Chapitre 24 - La lettre (1/2)

— Où est-ce que tu vas encore ?

Difficile d'ignorer la pointe d'impatience qui perçait dans la voix de ma mère. Allongée sur le canapé, elle lisait un roman dont elle dissimulait la couverture dans le plaid. Je n'étais pas dupe de son manège : je savais que c'était un roman à l'eau de rose et qu'elle était un peu gênée de lire. Je me retins de la taquiner.

Déjà en tenue de sport, avec un t-shirt on ne peut plus couvrant pour que mes parents ne découvrent pas les talents de tatoueur de Gregory, j'enfilai une doudoune légère sous son regard contrarié.

— Je vais courir un peu, prétendis-je.

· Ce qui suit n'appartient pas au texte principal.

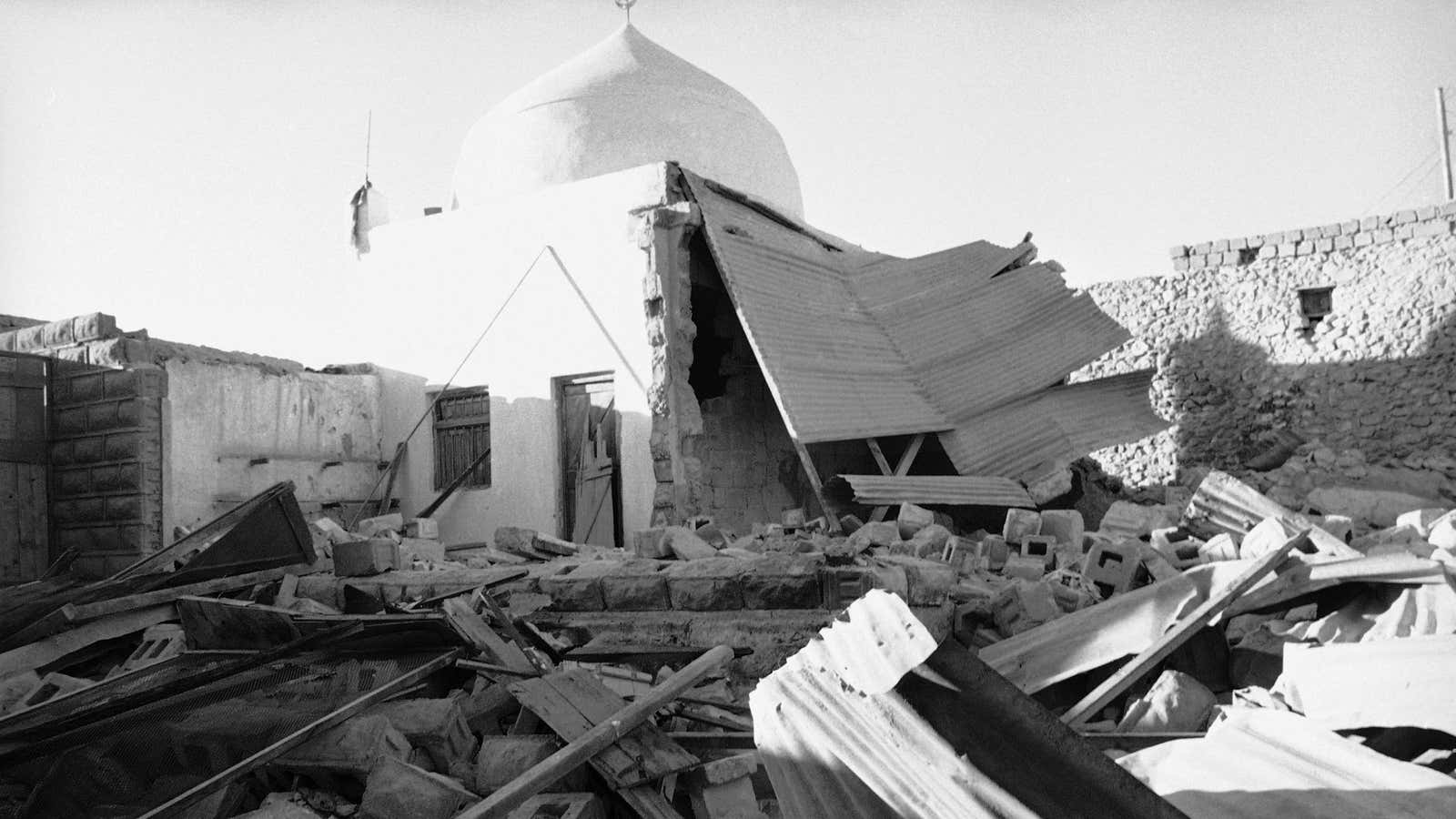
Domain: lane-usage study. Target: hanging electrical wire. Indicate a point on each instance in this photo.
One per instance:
(1429, 164)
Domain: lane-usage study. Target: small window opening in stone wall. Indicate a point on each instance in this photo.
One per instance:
(1314, 305)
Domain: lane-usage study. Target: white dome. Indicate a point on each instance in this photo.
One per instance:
(621, 104)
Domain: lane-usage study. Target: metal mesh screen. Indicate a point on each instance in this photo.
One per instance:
(130, 763)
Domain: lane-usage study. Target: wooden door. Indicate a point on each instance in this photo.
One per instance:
(24, 551)
(592, 481)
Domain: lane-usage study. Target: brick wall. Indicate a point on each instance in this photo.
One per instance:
(106, 464)
(1238, 360)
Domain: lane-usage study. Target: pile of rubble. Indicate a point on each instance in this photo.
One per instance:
(267, 666)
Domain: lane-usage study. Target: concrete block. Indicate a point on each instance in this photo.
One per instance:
(379, 525)
(514, 540)
(427, 528)
(929, 541)
(399, 790)
(437, 726)
(1040, 547)
(351, 748)
(1024, 605)
(1024, 567)
(650, 542)
(1176, 703)
(996, 550)
(928, 581)
(420, 548)
(635, 584)
(783, 581)
(579, 589)
(684, 544)
(1219, 548)
(502, 758)
(841, 586)
(1111, 566)
(1021, 523)
(912, 519)
(561, 806)
(877, 533)
(1047, 481)
(361, 559)
(706, 584)
(487, 707)
(1065, 525)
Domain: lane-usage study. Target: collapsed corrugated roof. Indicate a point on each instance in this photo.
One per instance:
(970, 343)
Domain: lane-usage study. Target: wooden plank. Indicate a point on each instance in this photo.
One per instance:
(1178, 634)
(211, 622)
(177, 804)
(53, 649)
(33, 521)
(11, 570)
(475, 632)
(902, 468)
(102, 608)
(648, 804)
(603, 734)
(510, 629)
(571, 703)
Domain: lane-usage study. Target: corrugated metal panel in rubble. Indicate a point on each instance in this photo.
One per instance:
(956, 490)
(832, 369)
(982, 341)
(1059, 423)
(832, 731)
(1266, 763)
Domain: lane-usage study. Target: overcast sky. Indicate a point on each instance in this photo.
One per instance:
(187, 165)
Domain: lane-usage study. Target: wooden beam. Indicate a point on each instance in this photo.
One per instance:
(594, 741)
(902, 467)
(102, 608)
(175, 804)
(444, 494)
(53, 649)
(1178, 634)
(815, 484)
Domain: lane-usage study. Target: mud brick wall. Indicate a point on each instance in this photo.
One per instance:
(106, 464)
(1238, 359)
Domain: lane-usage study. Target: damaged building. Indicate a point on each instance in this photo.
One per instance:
(727, 518)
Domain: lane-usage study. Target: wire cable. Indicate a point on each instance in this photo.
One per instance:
(1404, 179)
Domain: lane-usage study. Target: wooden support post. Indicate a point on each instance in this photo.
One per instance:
(1178, 634)
(815, 484)
(594, 741)
(902, 467)
(175, 804)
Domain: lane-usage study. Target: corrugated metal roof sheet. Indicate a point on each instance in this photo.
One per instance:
(1334, 683)
(1266, 763)
(956, 490)
(1055, 423)
(832, 369)
(1234, 506)
(829, 726)
(858, 344)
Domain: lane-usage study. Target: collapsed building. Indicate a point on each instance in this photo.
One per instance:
(727, 518)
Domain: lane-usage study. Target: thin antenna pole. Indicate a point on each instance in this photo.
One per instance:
(1446, 143)
(369, 137)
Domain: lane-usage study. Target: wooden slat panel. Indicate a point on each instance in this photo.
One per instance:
(572, 702)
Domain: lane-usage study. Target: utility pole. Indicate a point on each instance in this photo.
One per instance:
(1446, 142)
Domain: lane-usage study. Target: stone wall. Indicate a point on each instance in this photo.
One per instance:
(1239, 361)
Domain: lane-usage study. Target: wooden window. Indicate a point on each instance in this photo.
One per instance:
(462, 436)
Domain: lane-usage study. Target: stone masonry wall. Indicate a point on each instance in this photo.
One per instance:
(1237, 360)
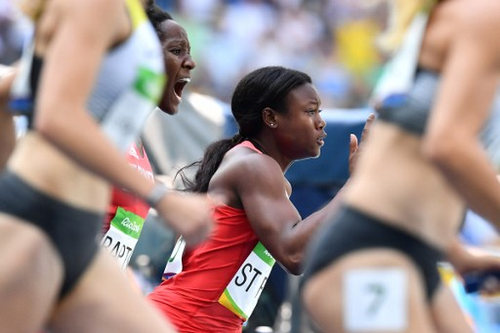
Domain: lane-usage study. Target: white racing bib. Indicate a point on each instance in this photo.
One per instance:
(375, 300)
(122, 236)
(399, 72)
(174, 263)
(242, 293)
(141, 100)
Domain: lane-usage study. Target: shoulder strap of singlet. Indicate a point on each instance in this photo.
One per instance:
(399, 72)
(249, 145)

J'ai besoin de me dégourdir les jambes.

C'était l'heure de mon entraînement avec Shawn mais, bien entendu, je n'allais pas raconter à mes parents que je m'apprêtais à retrouver un mercenaire repenti pour qu'il m'enseigne comment me débarrasser efficacement de mes ennemis.

De fait, je me demandai ce qui les aurait le plus dérangés dans mon programme du jour : le fait que je me retrouve seule avec un garçon peu recommandable ou que j'apprenne à devenir une machine à tuer ? Cette question méritait réflexion.

— Mais tu passes ton temps à faire du sport ! s'écria mon père, qui passait par là.

Vêtu de sa panoplie de mécanicien du dimanche, jogging enduit de cambouis et baskets fatigués, il s'apprêtait à rejoindre son havre de paix, le garage. Je me permis donc de lui faire remarquer :

— Et toi, Papa, tu passes bien tout ton temps à retaper des voitures, et personne ne te le reproche.

Mon père adressa à ma mère une expression navrée qui semblait dire « Un point pour elle ». Il s'éclipsa sans demander son reste.

Je revins à ma mère, dont la contrariété s'était muée en déception. Je compris aussitôt où était le problème.

Me faisant aussi câline qu'un chiot plein d'amour, j'allai lui faire des papouilles sur la joue. Elle se ramollit malgré elle, feignant toujours de me bouder, un doigt au milieu de son livre pour ne pas perdre sa page.

— Promis, je ne serai pas longue. Donne-moi une bonne heure. Quand je reviens, on pourra regarder un film ensemble ?

La proposition finit de chasser sa mauvaise humeur, et elle m'adressa un sourire empli de tendresse.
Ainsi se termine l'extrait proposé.